Mixed race children who grew up in the care sysyem in IrelandAdded on June 15, 2017 My name is Philomena Mullen, I am a mixed-race woman of Irish/African parentage who grew up in industrial schools in Galway and Dublin in the 1960s and 70s.
I have been fascinated all my life by the treatment of us as mixed race children who grew up in the care system in Ireland and how we coped and survived, or in many cases didn't survive, the racism that we experienced and the denial of us by the nuns and the system, in general, as genuine Irish citizens.
I am writing to you today because I have finally found myself in a position both emotionally and financially to be able to undertake PhD research in Trinity College Dublin to look at this issue.
I hope to focus on how we as mixed race women, in particular, managed to carve an identity out of the negative environment in which we found ourselves incarcerated.

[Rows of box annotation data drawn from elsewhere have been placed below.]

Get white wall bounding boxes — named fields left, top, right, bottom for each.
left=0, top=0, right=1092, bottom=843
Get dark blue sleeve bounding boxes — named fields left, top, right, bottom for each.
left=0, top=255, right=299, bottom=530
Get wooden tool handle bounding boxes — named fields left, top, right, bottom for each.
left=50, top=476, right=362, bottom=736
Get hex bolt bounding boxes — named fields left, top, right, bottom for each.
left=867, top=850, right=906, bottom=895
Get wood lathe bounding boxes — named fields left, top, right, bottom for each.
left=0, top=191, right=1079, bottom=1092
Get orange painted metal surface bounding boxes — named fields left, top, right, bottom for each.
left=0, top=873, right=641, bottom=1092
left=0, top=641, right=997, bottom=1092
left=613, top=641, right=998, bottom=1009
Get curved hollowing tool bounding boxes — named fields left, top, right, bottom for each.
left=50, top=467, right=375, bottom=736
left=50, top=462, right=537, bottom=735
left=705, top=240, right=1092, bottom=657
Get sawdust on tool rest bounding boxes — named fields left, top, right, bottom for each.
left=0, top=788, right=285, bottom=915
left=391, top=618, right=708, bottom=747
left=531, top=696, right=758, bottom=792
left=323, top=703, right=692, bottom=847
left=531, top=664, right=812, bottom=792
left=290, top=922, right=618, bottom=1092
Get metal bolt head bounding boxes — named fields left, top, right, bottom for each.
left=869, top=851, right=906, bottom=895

In order to find some sense of ourselves as being either black or Irish, both or neither. I am examining the role of the institution in the formation of our identity. I want to look at the impact of the treatment we received because of the perceived ambiguity in our heritage.
I would love to talk to you about this and hope that you would be interested in putting your experience on record as I believe that the reports that have been undertaken to date have lumped all children in the system into a monolithic group as if all of the experiences were the same. Many mixed-race children feel that they were singled out for especially harsh treatment.
I hope that my research will show the specific form of racist abuse experienced by this group of children and how it has had a life long impact on the life and choicesw of those who experienced it at first hand in areas such as mental health, behaviour, religion, partners, children, etc.